Title: Enhancing Claims Triage with Dynamic Data
Speaker: Peng Shi
Date: April 29th, 2022 at 3 PM CST
Location: 345 Altgeld Hall
Abstract: In property insurance claims triage, insurers often use static information to assess the severity of a claim and identify the subsequent actions. We hypothesize that the pattern of weather conditions throughout the course of the loss event is predictive of insured losses and hence appropriate use of weather dynamics improve the operation of insurer’s claim management. To test this hypothesis, we propose a deep learning method to incorporate the dynamic weather data in the predictive modeling of insured losses for reported claims. The proposed method features a hierarchical network architecture to address the challenges introduced into claims triage by weather dynamics.

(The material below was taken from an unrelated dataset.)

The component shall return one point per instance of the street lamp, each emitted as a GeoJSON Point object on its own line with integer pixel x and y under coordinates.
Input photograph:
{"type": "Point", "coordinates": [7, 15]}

In the empirical analysis, we examine a portfolio of hail damage property insurance claims obtained from a major U.S. insurance carrier. When supplemented by the dynamic weather information, the deep learning method exhibits substantial improvement in the hold-out predictive performance. Built upon the proposed deep learning method, we design a cost-sensitive decision strategy for triaging claims using the probabilistic forecasts of insurance claim amounts. We show that leveraging weather dynamics in claims triage leads to a substantial reduction in operational cost.
Speaker: Peng Shi is on the faculty of the Risk and Insurance Department at the University of Wisconsin-Madison. He is also the Charles and Laura Albright Professor in Business and Finance. Professor Shi is an Associate of the Casualty Actuarial Society (ACAS) and a Fellow of the Society of Actuaries (FSA). Professor Shi’s research interests are at the intersection of insurance and statistics. He has won various research awards in actuarial science, including the Charles A Hachemeister Prize, American Risk and Insurance Association Prize, Ronald Bornhuetter Loss Reserve Prize, and IAA Best Paper etc. Current research focuses on longitudinal data, dependence models, insurance analytics, and actuarial data science.